Looking at the first update for prefix 2a03:2880:f077::/48, the AS path is 64112 22850 174 3356 13335 32934. This means we (AS13335) took the prefix received from Meta (AS32934), our peer, and then advertised it toward Lumen (AS3356), one of our upstream transit providers. We know this is a route leak as routes received from peers are only meant to be readvertised to downstream (customer) networks, not laterally to other peers or up to providers.

As a result of the leak and the forwarding of unintended traffic into our Miami router from providers and peers, we experienced congestion on our backbone between Miami and Atlanta, as you can see in the graph below. 

This would have resulted in elevated loss for some Cloudflare customer traffic, and higher latency than usual for traffic traversing these links. In addition to this congestion, the networks whose prefixes we leaked would have had their traffic discarded by firewall filters on our routers that are designed to only accept traffic for Cloudflare services and our customers. At peak, we discarded around 12Gbps of traffic ingressing our router in Miami for these non-downstream prefixes. 

We are big supporters and active contributors to efforts within the IETF and infrastructure community that strengthen routing security.

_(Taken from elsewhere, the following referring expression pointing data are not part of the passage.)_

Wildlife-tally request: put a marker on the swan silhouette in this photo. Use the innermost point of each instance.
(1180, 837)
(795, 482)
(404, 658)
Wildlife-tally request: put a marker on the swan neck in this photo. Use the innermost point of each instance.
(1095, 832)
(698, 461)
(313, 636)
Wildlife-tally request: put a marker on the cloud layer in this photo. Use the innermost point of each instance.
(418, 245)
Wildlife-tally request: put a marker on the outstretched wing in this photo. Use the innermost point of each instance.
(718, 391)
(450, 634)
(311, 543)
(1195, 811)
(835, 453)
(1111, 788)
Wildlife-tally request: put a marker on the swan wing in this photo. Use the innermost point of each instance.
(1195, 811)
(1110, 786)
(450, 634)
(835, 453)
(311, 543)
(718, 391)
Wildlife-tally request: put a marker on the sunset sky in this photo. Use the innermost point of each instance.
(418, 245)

We know firsthand how easy it is to cause a route leak accidentally, as evidenced by this incident. 

Preventing route leaks will require a multi-faceted approach, but we have identified multiple areas in which we can improve, both short- and long-term.

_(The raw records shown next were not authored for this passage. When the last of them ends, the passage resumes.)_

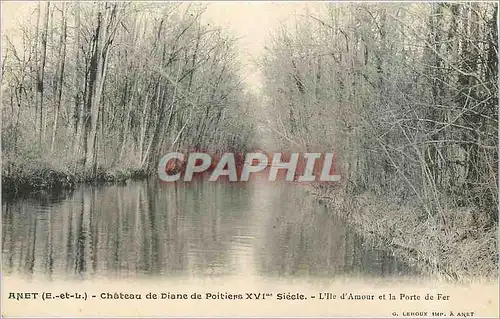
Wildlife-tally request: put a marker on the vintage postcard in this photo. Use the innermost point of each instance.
(249, 159)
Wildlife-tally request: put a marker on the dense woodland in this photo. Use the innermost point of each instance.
(407, 97)
(93, 87)
(405, 94)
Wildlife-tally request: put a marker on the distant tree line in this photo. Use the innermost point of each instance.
(88, 85)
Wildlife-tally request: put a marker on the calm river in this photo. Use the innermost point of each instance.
(147, 229)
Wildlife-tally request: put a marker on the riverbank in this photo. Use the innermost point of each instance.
(458, 246)
(21, 178)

In terms of our routing policy configurations and automation, we are:

• Patching the failure in our routing policy automation that caused the route leak, and will mitigate this potential failure and others like it immediately 

• Implementing additional BGP community-based safeguards in our routing policies that explicitly reject routes that were received from providers and peers on external export policies 

• Adding automatic routing policy evaluation into our CI/CD pipelines that looks specifically for empty or erroneous policy terms 

• Improve early detection of issues with network configurations and the negative effects of an automated change

To help prevent route leaks in general, we are: 

• Validating routing equipment vendors’ implementation of RFC9234 (BGP roles and the Only-to-Customer Attribute) in preparation for our rollout of the feature, which is the only way independent of routing policy to prevent route leaks caused at the local Autonomous System (AS)

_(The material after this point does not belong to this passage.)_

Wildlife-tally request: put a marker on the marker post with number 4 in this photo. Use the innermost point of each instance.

• Encouraging the long term adoption of RPKI Autonomous System Provider Authorization (ASPA), where networks could automatically reject routes that contain anomalous AS paths

Most importantly, we would again like to apologize for the impact we caused users and customers of Cloudflare, as well as any impact felt by external networks.